The Pakistan Tehreek-i-Insaf’s (PTI) decision to appoint Umar Sheikh as the Lahore Capital City Police Officer (CCPO) has been called into question time and again due to some irresponsible remarks made by the senior police officer.

His most recent comments in front of the Senate Functional Committee on Human Rights sparked controversy once more, where he claimed—without any proof—that the victim of the Motorway incident was travelling without her husband’s permission. Regardless of proof, this fact has no bearing in the case. It was not a factor that contributed to the incident. Its very mention has led many to think that the senior police officer thinks it does, and that is not an attitude that anyone can condone.

There is no doubt that the senior police officer is more than qualified for the position he was appointed to. Years of service, tests and overall performance would testify to this fact. He was not appointed without being totally qualified for his position. However, communication in this day and age is an important part of the job. Managing public expectations and perceptions, particularly in the aftermath of a horrifying incident such as the one under discussion, is equally important to keeping our citizens safe. After all, an important aspect of safety in society is the feeling of being protected; residents of the country need to feel they are safe in order to live the life they want without any fear.

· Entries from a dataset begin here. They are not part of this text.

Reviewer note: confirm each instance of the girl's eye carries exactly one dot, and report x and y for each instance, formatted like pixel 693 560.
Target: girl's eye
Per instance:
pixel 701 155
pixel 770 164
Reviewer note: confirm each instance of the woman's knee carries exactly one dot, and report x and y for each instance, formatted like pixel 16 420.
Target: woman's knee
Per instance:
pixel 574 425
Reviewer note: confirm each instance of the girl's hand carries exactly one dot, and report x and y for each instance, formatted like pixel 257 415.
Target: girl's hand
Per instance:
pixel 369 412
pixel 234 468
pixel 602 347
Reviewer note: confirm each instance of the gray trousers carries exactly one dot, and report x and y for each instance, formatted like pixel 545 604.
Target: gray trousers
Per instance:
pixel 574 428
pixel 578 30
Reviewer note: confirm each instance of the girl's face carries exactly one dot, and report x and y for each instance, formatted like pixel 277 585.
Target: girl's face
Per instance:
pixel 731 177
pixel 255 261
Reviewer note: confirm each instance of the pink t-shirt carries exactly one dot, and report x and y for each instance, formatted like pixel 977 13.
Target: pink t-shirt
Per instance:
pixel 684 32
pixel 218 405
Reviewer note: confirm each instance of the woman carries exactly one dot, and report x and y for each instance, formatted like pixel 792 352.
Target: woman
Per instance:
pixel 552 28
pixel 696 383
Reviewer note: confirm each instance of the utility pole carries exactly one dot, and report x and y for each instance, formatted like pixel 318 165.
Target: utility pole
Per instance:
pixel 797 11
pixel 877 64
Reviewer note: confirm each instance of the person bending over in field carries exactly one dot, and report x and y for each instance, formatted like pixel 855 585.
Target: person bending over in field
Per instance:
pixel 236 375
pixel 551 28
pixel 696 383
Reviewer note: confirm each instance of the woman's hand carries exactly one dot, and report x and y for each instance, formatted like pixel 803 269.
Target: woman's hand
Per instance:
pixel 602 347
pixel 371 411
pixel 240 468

But the comments made by the CCPO have called into question his suitability for the position. Each time he has spoken about the case, he has given off the perception that he blames the victim for what transpired. Every subsequent statement has only added to this impression, even though these should have been chances to change the earlier bad impressions. Mr Sheikh needs to handle the narrative better. As the head of the police in Lahore, he is in a unique position to win admiration by solving the case, he can still turn around the negative perceptions created by clearly and unequivocally establishing that the victim was blameless and the vicious perpetrators will be traced and given no chance to escape.

Victim blaming is an archaic idea that has no place in today’s society, but law enforcement in particular needs to steer clear from this idea, because of the impact it would have in citizens and how they see the police; as guardians or those that are ambivalent to the pain of victims.